Seit drei Wochen hat er einen Vertrag als externer Berater, heißt es aus der Partei. „So wie andere auch.“ Steiner sei „einer der erfahrensten Leute in der ÖVP“, es wäre „unklug, das Know-how nicht zu nutzen“. Breit kommunizieren wollte man das nicht: Man wollte es anders machen als die Bundespartei, die die Rückkehr des Kommunikationsexperten Gerald Fleischmann, der auch dem Kurz-Lager zugerechnet wird, groß verkündet hat und dafür gemischte Reaktionen erntete.
Und: Steiner habe nichts mit dem Brunnenmarkt-Video zu tun, wird betont. Verantwortlich dafür ist offenbar Peter Sverak, der noch unter Blümel als Kommunikationschef der Wiener ÖVP geholt wurde. Das Video sei Teil einer größeren Kampagne.
Parteiinterne Querelen
Steiner wird sich wohl auch um die parteiinternen Querelen kümmern müssen, die Mahrer noch größere Sorgen bereiten werden: Die Progressiven in der Partei sind wenig glücklich mit der neuen Tonalität. Mahrer habe sich zudem „für ein legitimes Thema, nämlich die Probleme bei der Integration, mit dem Brunnenmarkt schlicht den falschen Ort ausgesucht“, kritisieren sie.

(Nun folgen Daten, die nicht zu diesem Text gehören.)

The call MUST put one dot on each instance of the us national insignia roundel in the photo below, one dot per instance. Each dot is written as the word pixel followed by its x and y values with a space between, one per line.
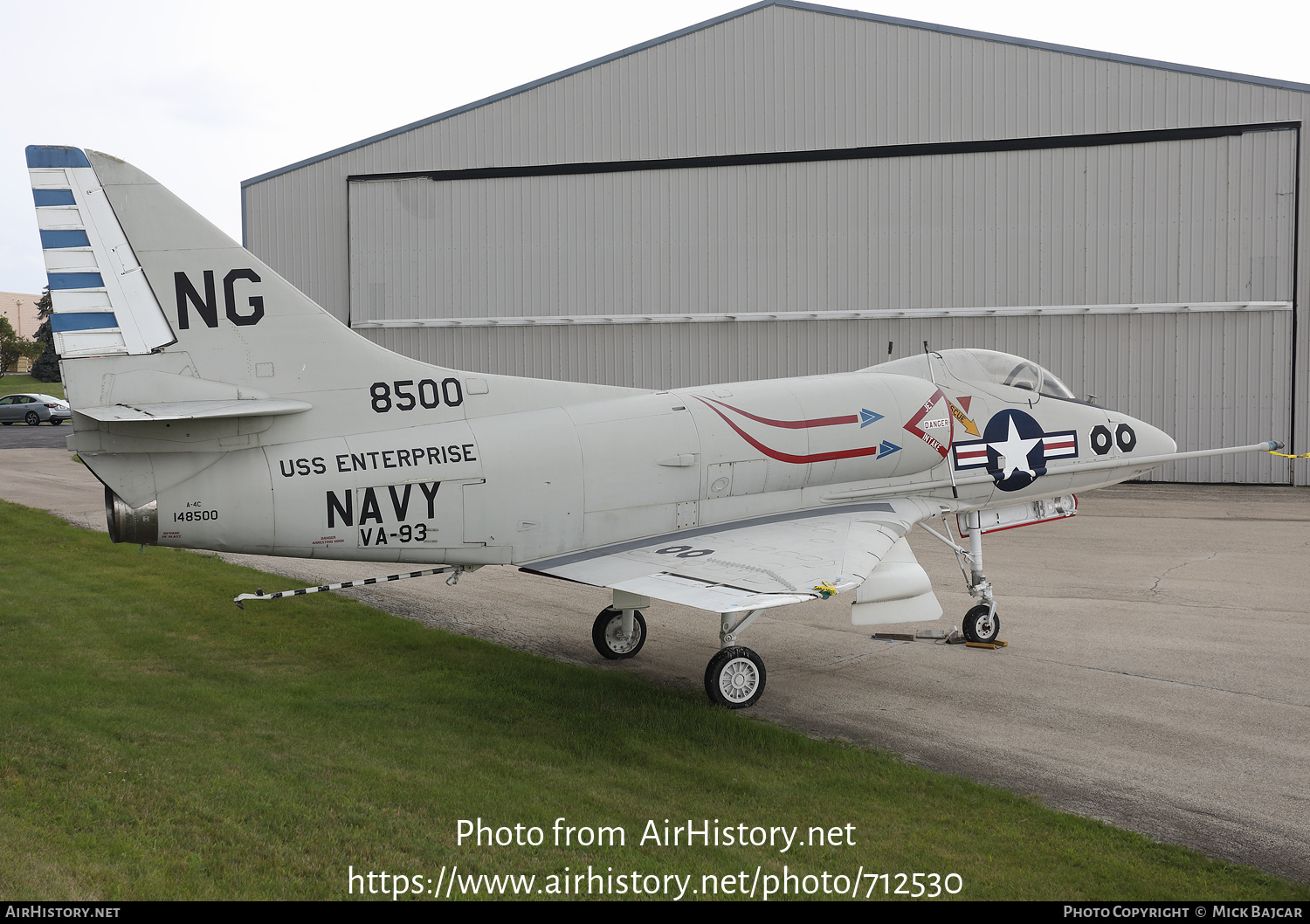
pixel 1016 450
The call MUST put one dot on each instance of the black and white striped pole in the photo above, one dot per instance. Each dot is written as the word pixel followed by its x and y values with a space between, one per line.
pixel 259 596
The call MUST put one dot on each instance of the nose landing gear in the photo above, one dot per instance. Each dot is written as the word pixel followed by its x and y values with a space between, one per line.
pixel 735 675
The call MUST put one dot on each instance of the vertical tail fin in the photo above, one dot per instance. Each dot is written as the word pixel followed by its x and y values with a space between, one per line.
pixel 102 303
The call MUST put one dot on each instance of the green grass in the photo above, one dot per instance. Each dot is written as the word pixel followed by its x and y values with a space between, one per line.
pixel 23 384
pixel 157 742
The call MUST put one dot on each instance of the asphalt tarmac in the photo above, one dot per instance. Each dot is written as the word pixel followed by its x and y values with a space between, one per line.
pixel 1155 675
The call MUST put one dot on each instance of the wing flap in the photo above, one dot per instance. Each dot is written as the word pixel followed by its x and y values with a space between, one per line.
pixel 749 565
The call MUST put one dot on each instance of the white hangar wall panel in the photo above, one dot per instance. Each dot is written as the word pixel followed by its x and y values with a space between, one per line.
pixel 1208 376
pixel 1182 220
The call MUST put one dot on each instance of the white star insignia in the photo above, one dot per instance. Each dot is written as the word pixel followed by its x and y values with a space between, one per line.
pixel 1014 452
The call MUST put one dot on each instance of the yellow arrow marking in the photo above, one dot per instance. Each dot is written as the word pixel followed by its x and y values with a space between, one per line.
pixel 967 424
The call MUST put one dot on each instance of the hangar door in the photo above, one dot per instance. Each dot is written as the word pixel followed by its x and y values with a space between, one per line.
pixel 1162 219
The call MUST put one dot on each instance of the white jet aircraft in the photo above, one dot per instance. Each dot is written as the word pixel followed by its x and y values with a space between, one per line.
pixel 223 409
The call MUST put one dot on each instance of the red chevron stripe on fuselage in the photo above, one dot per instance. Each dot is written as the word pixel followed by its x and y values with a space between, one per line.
pixel 790 424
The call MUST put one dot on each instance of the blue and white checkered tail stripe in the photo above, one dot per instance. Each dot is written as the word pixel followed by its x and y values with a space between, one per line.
pixel 101 300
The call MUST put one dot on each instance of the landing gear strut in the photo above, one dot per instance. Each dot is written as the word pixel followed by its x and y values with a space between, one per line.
pixel 980 623
pixel 618 633
pixel 735 675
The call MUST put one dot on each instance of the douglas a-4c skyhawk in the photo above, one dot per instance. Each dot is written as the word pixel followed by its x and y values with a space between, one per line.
pixel 223 409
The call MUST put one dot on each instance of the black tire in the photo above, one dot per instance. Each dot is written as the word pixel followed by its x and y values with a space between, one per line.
pixel 604 635
pixel 977 628
pixel 735 678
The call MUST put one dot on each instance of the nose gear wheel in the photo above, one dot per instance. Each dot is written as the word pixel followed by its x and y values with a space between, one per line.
pixel 735 678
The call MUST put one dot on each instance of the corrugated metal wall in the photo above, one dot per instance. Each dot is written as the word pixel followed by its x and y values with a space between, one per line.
pixel 1189 220
pixel 783 79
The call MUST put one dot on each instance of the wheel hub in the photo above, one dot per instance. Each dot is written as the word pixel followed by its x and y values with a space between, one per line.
pixel 739 679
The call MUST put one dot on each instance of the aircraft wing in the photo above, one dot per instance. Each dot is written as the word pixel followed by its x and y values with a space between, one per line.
pixel 756 564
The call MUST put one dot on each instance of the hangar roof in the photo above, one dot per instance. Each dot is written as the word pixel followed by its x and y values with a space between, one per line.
pixel 791 4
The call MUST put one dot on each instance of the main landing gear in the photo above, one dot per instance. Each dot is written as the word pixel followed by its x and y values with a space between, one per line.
pixel 735 675
pixel 980 623
pixel 733 679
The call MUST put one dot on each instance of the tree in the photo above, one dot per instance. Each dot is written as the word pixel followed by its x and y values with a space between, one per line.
pixel 15 348
pixel 46 367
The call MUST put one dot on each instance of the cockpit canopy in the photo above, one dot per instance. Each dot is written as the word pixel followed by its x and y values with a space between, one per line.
pixel 985 367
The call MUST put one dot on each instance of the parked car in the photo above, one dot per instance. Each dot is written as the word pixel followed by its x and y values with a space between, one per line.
pixel 33 409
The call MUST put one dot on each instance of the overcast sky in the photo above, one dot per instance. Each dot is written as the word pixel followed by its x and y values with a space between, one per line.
pixel 204 94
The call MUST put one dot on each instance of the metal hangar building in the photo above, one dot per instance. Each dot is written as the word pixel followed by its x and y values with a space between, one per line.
pixel 794 189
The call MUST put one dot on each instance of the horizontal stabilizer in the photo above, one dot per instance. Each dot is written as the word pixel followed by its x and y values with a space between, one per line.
pixel 194 410
pixel 754 564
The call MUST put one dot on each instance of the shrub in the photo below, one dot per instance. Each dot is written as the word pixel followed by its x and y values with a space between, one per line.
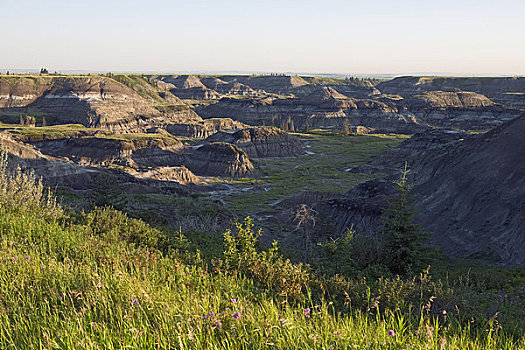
pixel 23 192
pixel 113 225
pixel 267 268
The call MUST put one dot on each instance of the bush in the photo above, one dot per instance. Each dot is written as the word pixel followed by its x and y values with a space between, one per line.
pixel 113 225
pixel 268 269
pixel 23 192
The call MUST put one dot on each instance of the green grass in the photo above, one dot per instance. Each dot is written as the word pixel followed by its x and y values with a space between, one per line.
pixel 323 171
pixel 98 281
pixel 54 132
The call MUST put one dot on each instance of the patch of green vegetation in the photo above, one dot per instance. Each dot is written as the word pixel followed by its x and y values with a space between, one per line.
pixel 322 171
pixel 193 103
pixel 54 132
pixel 140 84
pixel 138 137
pixel 104 280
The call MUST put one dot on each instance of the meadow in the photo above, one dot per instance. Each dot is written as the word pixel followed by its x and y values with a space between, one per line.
pixel 102 280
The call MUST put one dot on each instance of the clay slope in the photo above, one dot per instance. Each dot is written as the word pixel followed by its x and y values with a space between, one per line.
pixel 105 151
pixel 188 87
pixel 469 189
pixel 220 159
pixel 204 128
pixel 52 171
pixel 93 101
pixel 509 91
pixel 262 142
pixel 473 198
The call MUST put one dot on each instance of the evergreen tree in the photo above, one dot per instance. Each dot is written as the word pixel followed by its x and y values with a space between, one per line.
pixel 403 248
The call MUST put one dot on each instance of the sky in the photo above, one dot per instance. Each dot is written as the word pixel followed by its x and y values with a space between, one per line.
pixel 467 37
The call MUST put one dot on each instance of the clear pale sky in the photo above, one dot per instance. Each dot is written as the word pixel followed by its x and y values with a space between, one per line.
pixel 325 36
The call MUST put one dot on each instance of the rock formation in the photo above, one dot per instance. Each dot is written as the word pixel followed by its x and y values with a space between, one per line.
pixel 204 128
pixel 93 101
pixel 220 159
pixel 262 142
pixel 469 190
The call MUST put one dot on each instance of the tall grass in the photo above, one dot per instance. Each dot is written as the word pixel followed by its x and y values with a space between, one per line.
pixel 97 281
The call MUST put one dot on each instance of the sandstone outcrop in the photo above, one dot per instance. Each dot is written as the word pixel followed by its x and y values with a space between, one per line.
pixel 93 101
pixel 220 159
pixel 105 151
pixel 204 128
pixel 261 142
pixel 469 190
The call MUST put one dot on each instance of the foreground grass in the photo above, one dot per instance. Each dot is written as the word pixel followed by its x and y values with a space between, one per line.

Doch auch manche im Mitte-Rechts-Flügel sind unzufrieden: Mahrer könne das Thema nicht glaubwürdig besetzen – und vergreife sich immer wieder bei den Themen und im Ton. Gegenüber der FPÖ fahre er einen Schlingerkurs, heißt es: „Einmal kritisiert er sie für rechte Rhetorik, das nächste Mal überholen wir die Blauen rechts.“
Murren in den Bezirken
In den Bezirksparteien gibt es ebenfalls Kritiker: Bei der ÖVP Ottakring dürfte so mancher über die Positionierung zum bezirkseigenen Markt mehr als unglücklich sein. Und in Floridsdorf, so ätzen einige unter der Hand, sei der gebürtige Afghane Leo Wassiq nur deswegen Bezirksobmann geworden, weil es zu einem Zustrom an neuen Parteimitgliedern kam – mutmaßlich von „fremdländischen Freunden“. Warum bei einer internen Wahl Migranten willkommen seien, am Brunnenmarkt aber nicht, könnten viele nicht nachvollziehen.
Die Tagespresse hat Mahrer ein T-Shirt zugeschickt: „I survived Brunnenmarkt“ ist darauf zu lesen. In der internen Debatte dürfte er noch einige Schrammen erleiden.